Outsourced apprenticeships are a uniquely American model for apprenticeships, where service providers like call centers, marketing firms, software development shops and others decide to differentiate not only based on services, but also based on provision of purpose-trained entry-level talent. Unlike traditional apprenticeship models, employers don’t need to worry about bringing apprentices on-site and managing them; in these models, apprentices sit at the service provider doing client work, proving their ability to do the job, reducing hiring friction with every passing day until they’re hired by clients.
America leads the world in many areas and outsourcing is one of them. Outsourced apprenticeships are an opportunity for America to leapfrog into leadership in alternative pathways to good jobs. All it will take is service providers to recognize that clients will welcome and pay for the additional value of talent provision. We foresee such models emerging across a range of industries and intend to invest in companies ideally positioned to launch them.

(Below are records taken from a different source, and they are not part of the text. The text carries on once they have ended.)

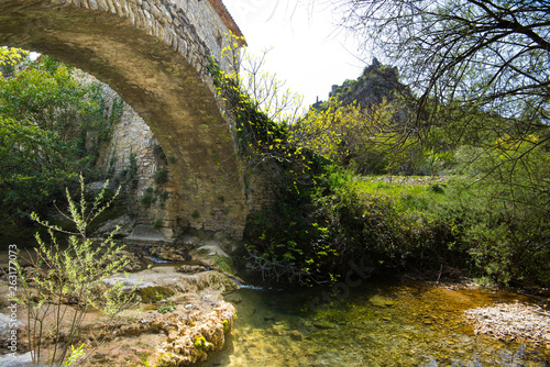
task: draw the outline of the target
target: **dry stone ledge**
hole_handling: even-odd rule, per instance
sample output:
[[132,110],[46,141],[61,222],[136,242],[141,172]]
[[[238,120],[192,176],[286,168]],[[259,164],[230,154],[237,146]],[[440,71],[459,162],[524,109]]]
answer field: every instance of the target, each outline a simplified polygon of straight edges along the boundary
[[498,303],[466,310],[465,316],[473,323],[475,334],[550,348],[550,314],[536,305]]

All of these next generation last-mile training businesses will deliver education and training – predominantly technical/digital training as well as soft-skills where employers also see a major gap. They’ll also be highly driven by technology; technology will be utilized to source, assess and screen talent – increasingly via methods that resemble science fiction more than traditional HR practices – as well as to match talent to employers and positions. But they’re not EdTech businesses as much as they are full-stack solutions for both candidates and employers: candidates receive guaranteed pathways to employment that are not only free – they’re paid to do it; and employers are able to ascertain talent and fit before hiring.
While last-mile solutions can help alleviate the student loan debt and underemployment plaguing Millennials (and which put Gen Z in similar peril), they also have the potential to serve two other important social purposes. The first is diversity.
Just as last-mile providers have their finger on the pulse of the skill needs of their clients, they can do the same for other needs, like diversity. Last-mile providers are sourcing and launching cohorts that directly address skill needs, as well as diversity needs.
The second is retraining and reskilling of older, displaced workers. For generations, college classrooms were the sole option provided to such workers. But we’re unlikely to engage those workers in greatest need of reskilling if college classrooms – environments where they were previously unsuccessful – are the sole, or even initial modality. As last-mile training models are in simulated or actual workplaces, they are much more accessible to displaced workers.
Finally, the emergence of last-mile full-stack solutions like outsourced apprenticeships raises the question of whether enterprises might not only seek to outsource entry-level hiring, but all hiring. Why even hire an experienced worker from outside the company if there’s an intermediary willing to source, assess and screen, upskill, match, and provide workers on a no-risk trial basis? As sourcing, screening, skill-building, and matching technologies become more advanced, why not offload the risk of a bad hire to an outsourced talent partner? Most employers would willingly pay a premium to reduce the risk of bad hires, or even mediocre hires. If the market does evolve in this direction, education investors with a full-stack focus have the potential to create value in every sector of the economy, making traditional investment categories of “edtech” seem not only naïve, but also quaint.